World Cup gives South Africa a new image

The World Cup unveiled a new South Africa to the rest of the planet, upending stereotypes and nightmare scenarios about a country that proudly showed off its modern accomplishments.

Images of the world's best footballers, ecstatic fans and top stadiums ruled headlines usually clouded by South Africa's painful apartheid divisions and staggering crime and poverty that still afflict millions.

"The world has seen this country in a different light," President Jacob Zuma boasted.

The first World Cup on African soil has also rubbed off on the rest of the continent, often written off in shades of despair, as 17 states mark 50 years of independence from European colonial powers.

Newspapers from around the world have declared the World Cup a "win for all of Africa", "a big successful party", and a "well-organised Cup" as visiting celebrities gushed about the host.

Within South Africa, the experience was compared to the euphoria experienced 20 years ago when Nelson Mandela walked out of an apartheid prison and set the nation on the path toward full democracy, with elections he won in 1994.

"To just present a new South Africa that we dreamt about when Mandela walked out of prison in 1990 becoming a reality in 2010, and that was special," said the top World Cup organiser Danny Jordaan, a veteran of the democracy struggle.

After the kick-off on June 11, dire warnings overseas that tourists would need stab-proof vests and private bodyguards quickly slipped away in favour of images of a multi-racial nation celebrating together in modern cities.

"The explosion of national pride and the unity that has been displayed by all South Africans is an invaluable benefit of the tournament," Zuma said.

In a country where the median age is 25, most South Africans alive today had little first-hand experience of apartheid which forced races apart, but sharp divisions still exist.

Crime is justifiedly a national pre-occupation, with an average 50 murders a day, but most violent crime takes place among the poorest South Africans in shantytowns far from the typical tourist vista.

South Africa's poor also experience the greatest struggles getting an education, accessing public services and finding a job — which give the country the world's biggest gap between rich and poor.

For the middle and upper classes, the World Cup created an incentive to mingle across racial lines — to take trains and buses together, to sing and blow vuvuzelas in the stands.

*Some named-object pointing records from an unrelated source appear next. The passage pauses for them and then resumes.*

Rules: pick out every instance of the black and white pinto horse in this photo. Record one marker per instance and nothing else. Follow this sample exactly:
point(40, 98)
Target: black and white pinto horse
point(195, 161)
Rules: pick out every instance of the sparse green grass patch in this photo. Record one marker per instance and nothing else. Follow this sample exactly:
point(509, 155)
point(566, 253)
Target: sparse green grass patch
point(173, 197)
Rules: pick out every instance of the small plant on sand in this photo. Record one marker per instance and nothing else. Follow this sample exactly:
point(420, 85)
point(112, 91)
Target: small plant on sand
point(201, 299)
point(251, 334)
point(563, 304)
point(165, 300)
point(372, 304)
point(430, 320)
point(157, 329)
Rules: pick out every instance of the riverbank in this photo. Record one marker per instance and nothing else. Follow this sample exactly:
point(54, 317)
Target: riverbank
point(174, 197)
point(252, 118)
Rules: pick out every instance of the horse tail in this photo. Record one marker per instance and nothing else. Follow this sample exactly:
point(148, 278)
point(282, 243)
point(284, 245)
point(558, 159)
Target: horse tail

After the World Cup, most people will return to their normal lives, and few expect to see many white faces in black neighbourhoods.

"After, it will be quiet and there won't be any whites any more in Soweto," said Evans Shivambu, at a farewell parade for the tournament.

But sports authorities say they want to make an effort and next month will stage a rugby test match in Soccer City, bringing a traditionally white sport to the stadium on the edge of Soweto.

Despite stadium white elephant worries — the perennial headache of major sports events — the finance ministry says a 38 billion rand (five billion dollar, four billion euro) investment in the event paid off without overburdening a budget already financing a 110 billion dollar construction spree.

And the real gains, South Africa believes, are in changing the world's perceptions, a benefit that is hard to quantify.

"You could never pay for it, so I think it's invaluable," said Gillian Saunders, director of Grant Thornton advisory services.

"The real payoff is not the event itself, it's the global profiling of South Africa and that's gone very, very well," she said.

"The real payoff comes in the future, where we need to leverage the profile we've got for tourism, investment and commerce."